The Chinchilla paper makes some interesting analyses on scailing for LLMs. The basic takeaway is in addition to scaling with parameter size, we can improve LLMs by also training on more tokens. Basically we can achieve better performance by training a smaller model for longer on more tokens. This is corroborated by LLaMA where a 7B parameter model achieves similar benchmark scores as GPT-3 175B.

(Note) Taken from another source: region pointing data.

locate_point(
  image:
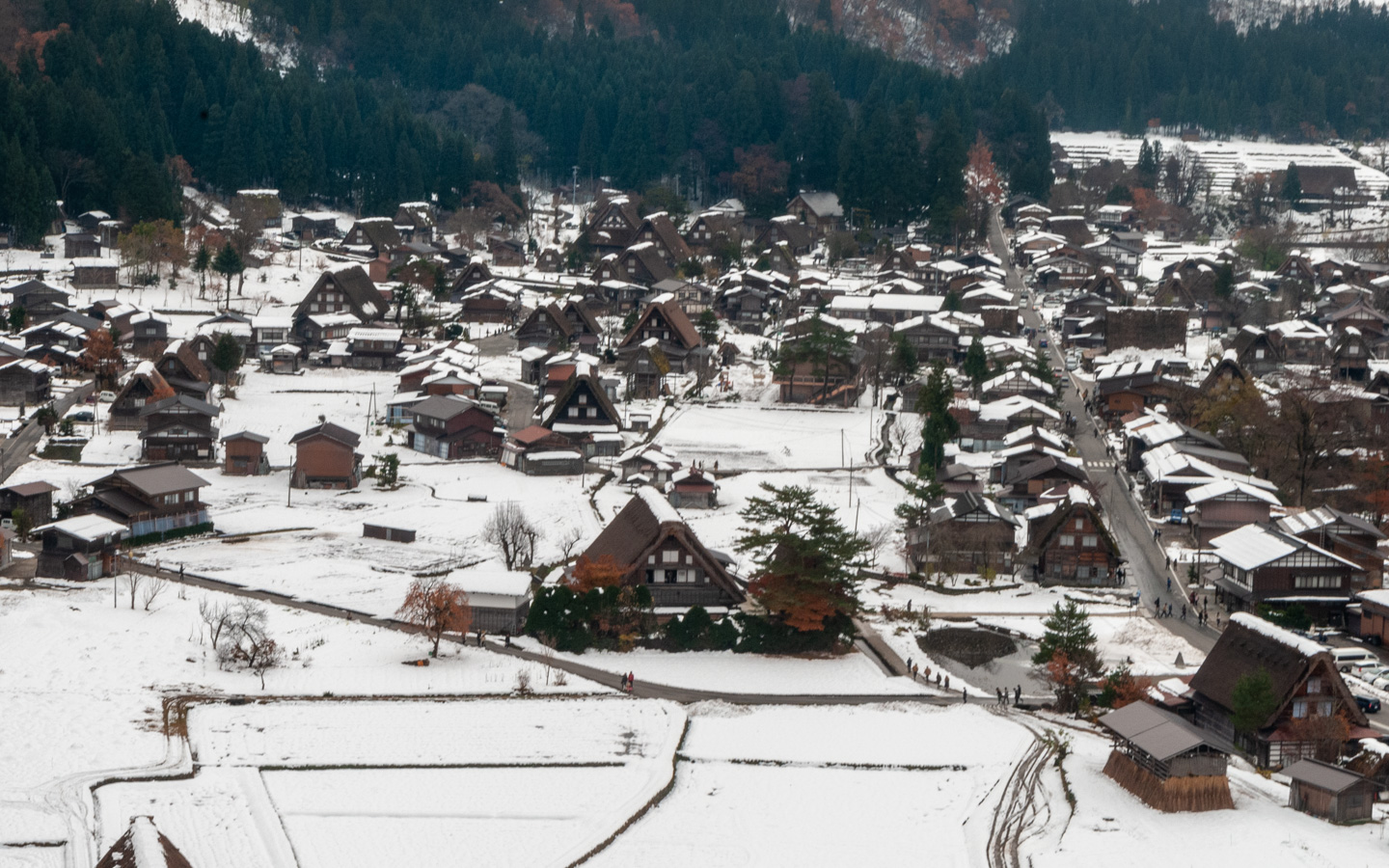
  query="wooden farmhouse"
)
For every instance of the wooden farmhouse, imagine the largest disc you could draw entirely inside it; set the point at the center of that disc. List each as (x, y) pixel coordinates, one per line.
(654, 548)
(325, 457)
(78, 549)
(1314, 713)
(1331, 792)
(243, 454)
(1165, 761)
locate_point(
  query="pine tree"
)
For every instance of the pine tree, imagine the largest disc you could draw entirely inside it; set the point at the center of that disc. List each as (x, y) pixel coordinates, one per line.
(1292, 185)
(975, 365)
(504, 154)
(804, 558)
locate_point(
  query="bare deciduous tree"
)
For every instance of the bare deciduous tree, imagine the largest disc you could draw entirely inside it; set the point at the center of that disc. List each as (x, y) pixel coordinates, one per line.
(436, 608)
(570, 540)
(511, 532)
(153, 587)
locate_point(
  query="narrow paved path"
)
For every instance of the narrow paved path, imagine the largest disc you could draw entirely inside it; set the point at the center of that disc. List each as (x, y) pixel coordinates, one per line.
(643, 688)
(1146, 568)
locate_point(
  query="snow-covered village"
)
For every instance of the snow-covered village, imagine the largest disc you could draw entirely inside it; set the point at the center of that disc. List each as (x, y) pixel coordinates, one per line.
(1028, 505)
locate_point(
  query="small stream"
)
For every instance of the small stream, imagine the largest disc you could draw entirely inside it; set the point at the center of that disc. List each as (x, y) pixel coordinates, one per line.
(985, 659)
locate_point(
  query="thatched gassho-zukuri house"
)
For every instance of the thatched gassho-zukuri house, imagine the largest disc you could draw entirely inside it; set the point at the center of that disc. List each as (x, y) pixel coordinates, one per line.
(1165, 761)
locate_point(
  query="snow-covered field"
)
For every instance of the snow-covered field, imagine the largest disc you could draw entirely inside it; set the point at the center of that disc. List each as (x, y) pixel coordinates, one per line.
(532, 782)
(1224, 160)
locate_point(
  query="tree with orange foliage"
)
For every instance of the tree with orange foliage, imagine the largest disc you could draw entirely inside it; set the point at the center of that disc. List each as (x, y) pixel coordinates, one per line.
(101, 357)
(596, 573)
(982, 186)
(805, 560)
(436, 608)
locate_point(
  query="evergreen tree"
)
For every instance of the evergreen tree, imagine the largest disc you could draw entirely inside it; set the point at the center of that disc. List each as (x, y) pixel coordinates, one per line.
(944, 189)
(1292, 185)
(1069, 653)
(504, 153)
(805, 560)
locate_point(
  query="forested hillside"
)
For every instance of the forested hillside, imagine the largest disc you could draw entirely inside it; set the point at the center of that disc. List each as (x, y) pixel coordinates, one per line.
(114, 101)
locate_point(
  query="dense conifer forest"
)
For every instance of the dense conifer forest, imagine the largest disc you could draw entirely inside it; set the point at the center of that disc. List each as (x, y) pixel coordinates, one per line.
(114, 103)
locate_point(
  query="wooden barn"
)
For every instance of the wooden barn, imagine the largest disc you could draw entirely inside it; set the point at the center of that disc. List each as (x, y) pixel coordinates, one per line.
(1331, 792)
(1165, 761)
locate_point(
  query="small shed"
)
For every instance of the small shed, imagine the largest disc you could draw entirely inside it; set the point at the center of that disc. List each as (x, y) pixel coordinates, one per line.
(243, 454)
(396, 535)
(1329, 792)
(501, 599)
(1165, 761)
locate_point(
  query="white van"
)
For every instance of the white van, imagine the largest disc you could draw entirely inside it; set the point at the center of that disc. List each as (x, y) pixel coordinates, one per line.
(1348, 657)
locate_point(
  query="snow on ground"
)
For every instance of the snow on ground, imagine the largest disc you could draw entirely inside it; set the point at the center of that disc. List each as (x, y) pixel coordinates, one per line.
(851, 674)
(84, 679)
(778, 786)
(1262, 830)
(754, 438)
(1225, 160)
(372, 783)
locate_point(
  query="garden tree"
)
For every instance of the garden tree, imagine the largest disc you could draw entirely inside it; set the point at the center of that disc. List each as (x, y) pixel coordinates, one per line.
(1292, 185)
(804, 574)
(709, 328)
(903, 363)
(22, 523)
(596, 573)
(1069, 653)
(101, 357)
(975, 365)
(227, 356)
(982, 186)
(388, 470)
(228, 262)
(436, 608)
(513, 533)
(610, 617)
(1123, 688)
(823, 347)
(940, 426)
(1252, 701)
(202, 261)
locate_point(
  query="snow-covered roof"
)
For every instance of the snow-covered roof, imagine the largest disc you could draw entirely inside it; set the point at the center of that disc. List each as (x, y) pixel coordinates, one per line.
(660, 507)
(87, 527)
(1265, 628)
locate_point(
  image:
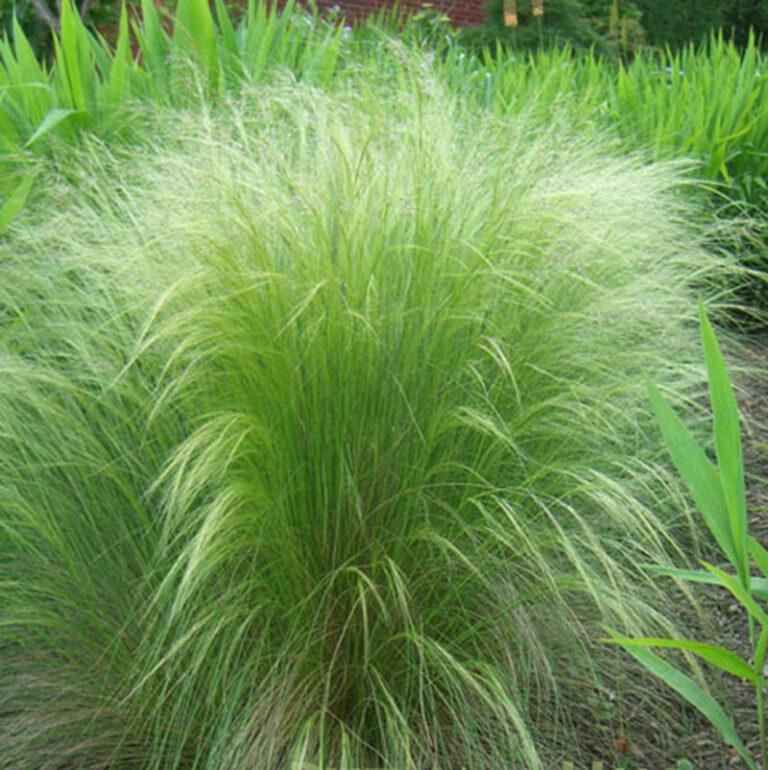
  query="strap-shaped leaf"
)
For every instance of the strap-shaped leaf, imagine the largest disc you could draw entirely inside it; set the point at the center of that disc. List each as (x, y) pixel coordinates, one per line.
(727, 445)
(697, 471)
(760, 556)
(724, 659)
(758, 586)
(16, 200)
(688, 689)
(737, 589)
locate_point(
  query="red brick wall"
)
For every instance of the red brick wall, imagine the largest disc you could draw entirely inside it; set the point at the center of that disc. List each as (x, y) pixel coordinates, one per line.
(463, 13)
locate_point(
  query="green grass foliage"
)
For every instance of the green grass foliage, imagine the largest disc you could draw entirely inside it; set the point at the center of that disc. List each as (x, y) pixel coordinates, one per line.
(709, 103)
(324, 433)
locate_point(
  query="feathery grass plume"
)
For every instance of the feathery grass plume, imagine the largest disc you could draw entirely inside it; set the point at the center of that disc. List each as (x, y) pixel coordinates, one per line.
(324, 437)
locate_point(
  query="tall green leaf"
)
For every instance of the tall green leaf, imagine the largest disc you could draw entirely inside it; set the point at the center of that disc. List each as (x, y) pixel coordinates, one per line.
(698, 473)
(688, 689)
(728, 447)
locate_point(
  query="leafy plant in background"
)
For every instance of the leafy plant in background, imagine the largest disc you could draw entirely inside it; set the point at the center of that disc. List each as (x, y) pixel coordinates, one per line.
(41, 19)
(323, 432)
(719, 493)
(563, 22)
(677, 23)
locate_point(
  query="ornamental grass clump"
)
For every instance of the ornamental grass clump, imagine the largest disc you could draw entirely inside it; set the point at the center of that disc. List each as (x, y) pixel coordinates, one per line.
(323, 436)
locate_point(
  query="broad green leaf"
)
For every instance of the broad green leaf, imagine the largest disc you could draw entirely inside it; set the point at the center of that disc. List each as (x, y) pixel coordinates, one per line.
(737, 589)
(117, 87)
(688, 689)
(759, 554)
(724, 659)
(698, 472)
(728, 445)
(49, 122)
(16, 200)
(758, 586)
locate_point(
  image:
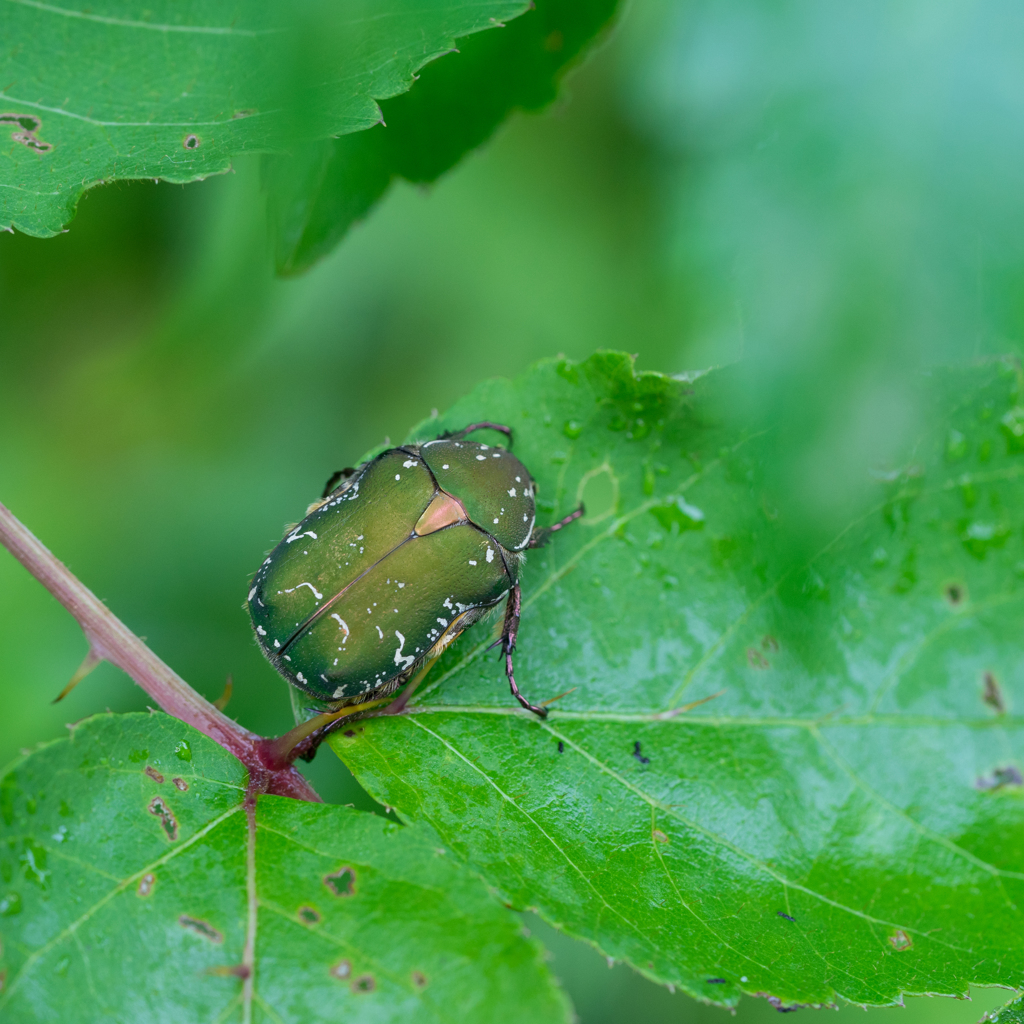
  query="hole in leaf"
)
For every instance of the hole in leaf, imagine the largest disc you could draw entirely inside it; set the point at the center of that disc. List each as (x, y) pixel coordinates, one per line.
(342, 882)
(202, 928)
(170, 825)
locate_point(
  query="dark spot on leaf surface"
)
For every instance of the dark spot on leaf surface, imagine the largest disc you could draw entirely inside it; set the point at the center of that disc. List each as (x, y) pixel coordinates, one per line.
(26, 127)
(203, 928)
(999, 777)
(756, 659)
(170, 825)
(992, 694)
(342, 882)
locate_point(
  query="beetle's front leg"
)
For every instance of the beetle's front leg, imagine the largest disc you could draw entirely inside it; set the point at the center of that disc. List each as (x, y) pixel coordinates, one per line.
(541, 537)
(508, 645)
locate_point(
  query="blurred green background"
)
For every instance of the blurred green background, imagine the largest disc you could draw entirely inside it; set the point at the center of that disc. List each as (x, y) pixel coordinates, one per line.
(829, 192)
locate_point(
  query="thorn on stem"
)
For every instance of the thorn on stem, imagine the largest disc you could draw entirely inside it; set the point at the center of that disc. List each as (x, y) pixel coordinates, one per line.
(221, 702)
(89, 663)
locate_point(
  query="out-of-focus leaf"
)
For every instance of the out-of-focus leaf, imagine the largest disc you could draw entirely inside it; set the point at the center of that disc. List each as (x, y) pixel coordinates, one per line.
(845, 189)
(846, 816)
(165, 91)
(1012, 1013)
(317, 190)
(133, 888)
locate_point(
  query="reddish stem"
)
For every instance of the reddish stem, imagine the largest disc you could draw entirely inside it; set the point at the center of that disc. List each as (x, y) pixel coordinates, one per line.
(113, 641)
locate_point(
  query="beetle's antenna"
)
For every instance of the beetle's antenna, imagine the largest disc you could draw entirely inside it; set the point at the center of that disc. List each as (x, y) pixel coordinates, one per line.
(88, 664)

One should note that better performance on benchmarks like common sense reasoning do not necessarily mean better performance in real life. One should also note that ChatGPT is not a vanilla language model but one that has been finetuned with RLHF, so one should not expect LLaMA or FLAN models to generate similar responses. It is also certainly a possibility that the real resource intensive thing for “ChatGPT use” is the ability to do RLHF, and that without this the models are not as interesting aside from performing well on benchmarks. It also seems true that optimizing large scale training with less resources is a much harder problem than optimizing inference.
There is an interesting direction that I can see playing out, however. There may be a future where it is increasingly easier to use very good LLMs requiring less expensive hardware and that there will be an open source culture of modifying models like LLaMA for practical use locally. It would also be cool if people figure out how to do low cost RLHF (although I could see where this is infeasible). Imagine crafy individuals being able to run a DaVinci quality model on their own GPU and being able to tune it to various bespoke needs and then releasing such models to the public.